Alvéoles (1)
Eric Descamps
L'homme achevait lentement son ascension. Il avait surestimé le poids de son fardeau : finalement il s'acquitterait de sa mission bien avant le lever du soleil.
Sa lampe frontale hasardait un halo gris entre broussailles et cailloux. À partir de cet endroit, le chemin se raidissait pour aboutir quelques dizaines de mètres plus haut, juste au col.
C'est là qu'il se débarrasserait de son chargement. Il le sortirait de son sac à dos, le déposerait sur le sol, ajusterait avec patience les trois pieds pour stabiliser l'appareil en position horizontale. Un niveau d'eau intégré au toit plat de la forme – un cylindre obèse qui lui rappelait vaguement un aspirateur – l'aiderait pour cette opération, puis il rebrousserait chemin.
Il devrait s'éloigner assez vite après avoir amorcé le système.
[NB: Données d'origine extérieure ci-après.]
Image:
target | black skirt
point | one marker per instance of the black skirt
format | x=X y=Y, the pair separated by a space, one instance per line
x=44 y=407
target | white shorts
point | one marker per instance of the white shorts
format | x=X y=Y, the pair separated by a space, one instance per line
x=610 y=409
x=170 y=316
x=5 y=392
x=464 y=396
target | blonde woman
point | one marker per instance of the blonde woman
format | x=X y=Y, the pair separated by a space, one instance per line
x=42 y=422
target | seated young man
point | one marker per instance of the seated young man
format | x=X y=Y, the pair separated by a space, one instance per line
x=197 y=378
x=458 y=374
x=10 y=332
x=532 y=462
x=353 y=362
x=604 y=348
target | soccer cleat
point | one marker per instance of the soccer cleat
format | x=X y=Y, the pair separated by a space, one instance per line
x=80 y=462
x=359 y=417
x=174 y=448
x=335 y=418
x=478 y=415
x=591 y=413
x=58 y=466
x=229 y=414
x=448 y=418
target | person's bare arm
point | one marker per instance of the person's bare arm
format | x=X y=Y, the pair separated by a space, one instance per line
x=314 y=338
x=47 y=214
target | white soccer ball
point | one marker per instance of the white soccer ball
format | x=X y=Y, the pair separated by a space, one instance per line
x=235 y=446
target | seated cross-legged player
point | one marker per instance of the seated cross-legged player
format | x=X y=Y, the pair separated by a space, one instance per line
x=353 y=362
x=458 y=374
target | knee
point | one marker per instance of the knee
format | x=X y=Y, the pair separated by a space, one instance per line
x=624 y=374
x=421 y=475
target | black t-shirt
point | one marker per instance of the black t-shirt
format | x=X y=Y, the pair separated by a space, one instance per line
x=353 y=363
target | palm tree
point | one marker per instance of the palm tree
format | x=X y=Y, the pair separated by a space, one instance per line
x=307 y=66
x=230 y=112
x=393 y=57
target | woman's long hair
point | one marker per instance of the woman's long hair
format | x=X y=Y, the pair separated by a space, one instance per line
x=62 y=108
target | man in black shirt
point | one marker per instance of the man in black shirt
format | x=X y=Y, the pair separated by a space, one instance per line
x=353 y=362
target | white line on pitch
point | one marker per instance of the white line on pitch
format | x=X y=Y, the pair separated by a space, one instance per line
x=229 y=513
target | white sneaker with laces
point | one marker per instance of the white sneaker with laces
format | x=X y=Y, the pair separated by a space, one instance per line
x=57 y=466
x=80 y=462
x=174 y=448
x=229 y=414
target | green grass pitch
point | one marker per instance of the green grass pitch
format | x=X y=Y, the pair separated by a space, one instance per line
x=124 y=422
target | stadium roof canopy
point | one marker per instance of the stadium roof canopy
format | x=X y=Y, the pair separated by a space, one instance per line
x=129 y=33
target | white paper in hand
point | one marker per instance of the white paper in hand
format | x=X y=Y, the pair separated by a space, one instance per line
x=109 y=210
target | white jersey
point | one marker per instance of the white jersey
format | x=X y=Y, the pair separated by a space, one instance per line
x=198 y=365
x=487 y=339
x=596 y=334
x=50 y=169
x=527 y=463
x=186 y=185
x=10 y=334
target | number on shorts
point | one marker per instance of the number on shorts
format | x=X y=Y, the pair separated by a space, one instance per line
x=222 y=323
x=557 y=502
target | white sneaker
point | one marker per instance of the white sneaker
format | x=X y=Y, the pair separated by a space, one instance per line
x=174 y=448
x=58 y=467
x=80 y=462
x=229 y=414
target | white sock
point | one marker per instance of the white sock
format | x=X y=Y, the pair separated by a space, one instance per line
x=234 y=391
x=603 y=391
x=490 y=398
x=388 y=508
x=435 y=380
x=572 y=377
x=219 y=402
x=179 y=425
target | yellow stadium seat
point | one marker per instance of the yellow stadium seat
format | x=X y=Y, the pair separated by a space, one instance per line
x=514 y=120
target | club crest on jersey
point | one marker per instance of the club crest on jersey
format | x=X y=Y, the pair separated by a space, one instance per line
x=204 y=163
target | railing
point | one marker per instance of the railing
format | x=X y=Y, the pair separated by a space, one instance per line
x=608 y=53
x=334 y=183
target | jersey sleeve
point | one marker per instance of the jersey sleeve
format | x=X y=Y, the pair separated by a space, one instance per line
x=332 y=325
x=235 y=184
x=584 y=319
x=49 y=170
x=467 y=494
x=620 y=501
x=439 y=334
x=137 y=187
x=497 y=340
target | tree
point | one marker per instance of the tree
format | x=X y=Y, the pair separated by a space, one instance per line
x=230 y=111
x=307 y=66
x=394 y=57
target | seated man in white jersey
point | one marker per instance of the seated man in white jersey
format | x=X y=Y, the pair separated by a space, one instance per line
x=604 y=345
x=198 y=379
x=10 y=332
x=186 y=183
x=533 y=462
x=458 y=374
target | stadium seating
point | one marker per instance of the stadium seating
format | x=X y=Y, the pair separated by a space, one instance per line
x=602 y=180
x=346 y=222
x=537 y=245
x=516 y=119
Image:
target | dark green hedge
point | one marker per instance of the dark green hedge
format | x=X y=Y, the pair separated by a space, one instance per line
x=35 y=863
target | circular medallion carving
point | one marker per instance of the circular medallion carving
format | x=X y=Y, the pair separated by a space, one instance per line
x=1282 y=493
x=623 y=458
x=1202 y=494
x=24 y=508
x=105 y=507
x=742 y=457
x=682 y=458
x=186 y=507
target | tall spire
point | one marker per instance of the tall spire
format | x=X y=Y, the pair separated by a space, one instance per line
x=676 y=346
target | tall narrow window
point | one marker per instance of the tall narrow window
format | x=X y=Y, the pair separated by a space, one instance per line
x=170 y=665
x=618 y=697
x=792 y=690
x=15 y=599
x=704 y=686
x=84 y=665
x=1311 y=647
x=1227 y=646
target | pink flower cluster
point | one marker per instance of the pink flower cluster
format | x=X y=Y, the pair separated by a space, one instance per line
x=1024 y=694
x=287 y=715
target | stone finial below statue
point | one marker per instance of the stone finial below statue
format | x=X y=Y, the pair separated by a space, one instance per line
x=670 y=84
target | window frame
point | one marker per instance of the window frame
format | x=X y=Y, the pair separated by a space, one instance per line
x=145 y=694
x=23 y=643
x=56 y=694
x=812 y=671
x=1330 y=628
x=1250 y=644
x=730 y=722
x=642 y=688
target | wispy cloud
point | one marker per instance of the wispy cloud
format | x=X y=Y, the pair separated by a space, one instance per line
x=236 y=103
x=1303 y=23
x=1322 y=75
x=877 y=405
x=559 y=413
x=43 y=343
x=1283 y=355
Sa présence pouvait perturber l'établissement de la communication avec le satellite – surtout, lui avait dit son commanditaire, s'il disposait d'un téléphone portable.
À l'approche du col, les reflets rosés de l'aube baignaient déjà une bonne partie du ciel. Quelques caresses de vent frais accueillirent le grimpeur. Lorsqu'il entamerait sa descente, l'air serait déjà étouffant. Une fois de retour au village, ce serait une vraie fournaise. Vivement un bon orage.
Les instructions étaient simples : poser, amorcer, s'en aller. Le reste était automatique. Interdiction formelle de revenir sur les lieux avant la fin de l'expérience. Quelqu'un d'autre reviendrait rechercher l'engin.
De temps à autres au cours de sa marche, le randonneur avait eu l'impression de percevoir comme une vibration dans son dos. Peut-être y avait-il quelques pièces en mouvement dans son étrange matériel.
Il posa son sac et l'ouvrit. La petite bulle d'air entourée de cercles concentriques constituant le niveau d'eau lui firent fugitivement penser à un viseur. Il se souvenait en avoir vu un jour, fixé sur une mitrailleuse, au musée de l'armée.
En deux temps trois mouvements, l'appareil fut installé. Le métal de sa paroi bombée était brossé comme celui de certains appareils électroménagers. Il ajusta rapidement les pieds, vérifia la stabilité de l'ensemble, jeta un dernier coup d'œil : tout était prêt.
Il était temps de partir. Il appuya sur le bouton dissimulé au bord inférieur de l'appareil. Un « bip » discret se fit entendre. Sans plus attendre, il ramassa son sac à dos et descendit en contrebas du col.
En marchant d'un bon pas, il serait de retour au village juste pour l'ouverture du bar-tabac. Il pourrait attendre son commanditaire – et l'argent promis – en savourant un café serré.
Une sympathique balade nocturne, somme toute bien rémunérée.
Ce que l'homme ignorait, c'est qu'en cette fin de nuit, dix-neuf autres personnes avaient déjà répété les mêmes gestes dans un rayon de quelques dizaines de kilomètres.